Saturday, February 14, 2009

If I'd Known Then: Women in Their 20s and 30s Write Letters to Their Younger Selves (What I Know Now) by Ellyn Spragins

Yeah, I'm posting close to midnight on Valentine's Day, which happens to be on a Saturday this year. So what? Single people unite blah blah blah other bullshit.

ANYWAY this book was better than the last - it was in the same vein (people writing about/to themselves at a younger age) and yet the letters spoke to me more than the essays in the previous book. It did bother me slightly that most people were writing to themselves around their teenage years though (just in case the concept is lost - the whole idea is that adults write letters to themselves at earlier, harder points in their lives to show how much they've grown since that point...the idea that it does in fact get better) - I mean, let's be honest - teenage girls are a lost cause. Is it really worth writing anything to them? Seriously, let's just put them all in cages until they're like...I dunno...22? 23? Sometimes I think I should still be in a cage somewhere so we could possibly extend that age limit to 24.
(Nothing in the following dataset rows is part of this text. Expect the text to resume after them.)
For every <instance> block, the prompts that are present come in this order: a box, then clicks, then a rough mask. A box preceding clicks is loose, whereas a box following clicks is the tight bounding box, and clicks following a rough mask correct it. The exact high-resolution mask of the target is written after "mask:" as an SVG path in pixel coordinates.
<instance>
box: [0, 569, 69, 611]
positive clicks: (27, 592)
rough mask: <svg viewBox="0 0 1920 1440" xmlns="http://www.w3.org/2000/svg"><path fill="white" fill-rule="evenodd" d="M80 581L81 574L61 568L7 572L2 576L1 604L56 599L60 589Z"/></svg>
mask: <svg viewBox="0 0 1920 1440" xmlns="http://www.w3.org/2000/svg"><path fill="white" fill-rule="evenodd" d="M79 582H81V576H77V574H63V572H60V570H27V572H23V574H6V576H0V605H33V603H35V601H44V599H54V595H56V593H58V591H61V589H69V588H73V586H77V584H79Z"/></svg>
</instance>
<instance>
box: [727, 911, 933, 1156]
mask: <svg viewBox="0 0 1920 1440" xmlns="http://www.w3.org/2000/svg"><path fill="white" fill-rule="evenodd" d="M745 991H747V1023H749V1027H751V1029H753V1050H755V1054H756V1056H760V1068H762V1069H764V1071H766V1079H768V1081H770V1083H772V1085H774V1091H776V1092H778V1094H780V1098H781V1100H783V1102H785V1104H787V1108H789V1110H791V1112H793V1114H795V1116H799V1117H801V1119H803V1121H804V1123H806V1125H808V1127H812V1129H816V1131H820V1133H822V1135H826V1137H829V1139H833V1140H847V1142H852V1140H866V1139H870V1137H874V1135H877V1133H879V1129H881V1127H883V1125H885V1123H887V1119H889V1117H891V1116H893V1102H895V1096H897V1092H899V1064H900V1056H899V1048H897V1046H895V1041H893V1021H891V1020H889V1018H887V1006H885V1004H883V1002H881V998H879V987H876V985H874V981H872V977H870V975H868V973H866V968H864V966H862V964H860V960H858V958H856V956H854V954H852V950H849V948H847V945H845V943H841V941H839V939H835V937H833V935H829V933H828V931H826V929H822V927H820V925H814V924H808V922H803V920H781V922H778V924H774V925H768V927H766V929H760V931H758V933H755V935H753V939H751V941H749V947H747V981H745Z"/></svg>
So people write these letters to themselves and tell them to hang in there, it won't be so bad for long, they will come out of the awkward phase they're in and eventually become people famous enough to have a letter to their younger self included in a compilation. Yeah, the essays are good, inspiring, etc, but....really...we don't all grow up to be celebrities. We don't all win gold medals in the Olympics, we don't write bestselling novels, we don't release platinum albums. I think it may have been better - more inspiring - to read a compilation of letters from normal people to their younger selves. To say, yeah, it gets better, even if you don't turn out to be a celebrity, you will be happy, and life still turns out to be pretty darn great. So, keep that in mind.

That is, unless you happen to also be a celebrity. In that case, read this book. It will probably speak to you and reassure you that your life is great and not awkward anymore...which may or may not be because you're rich and famous.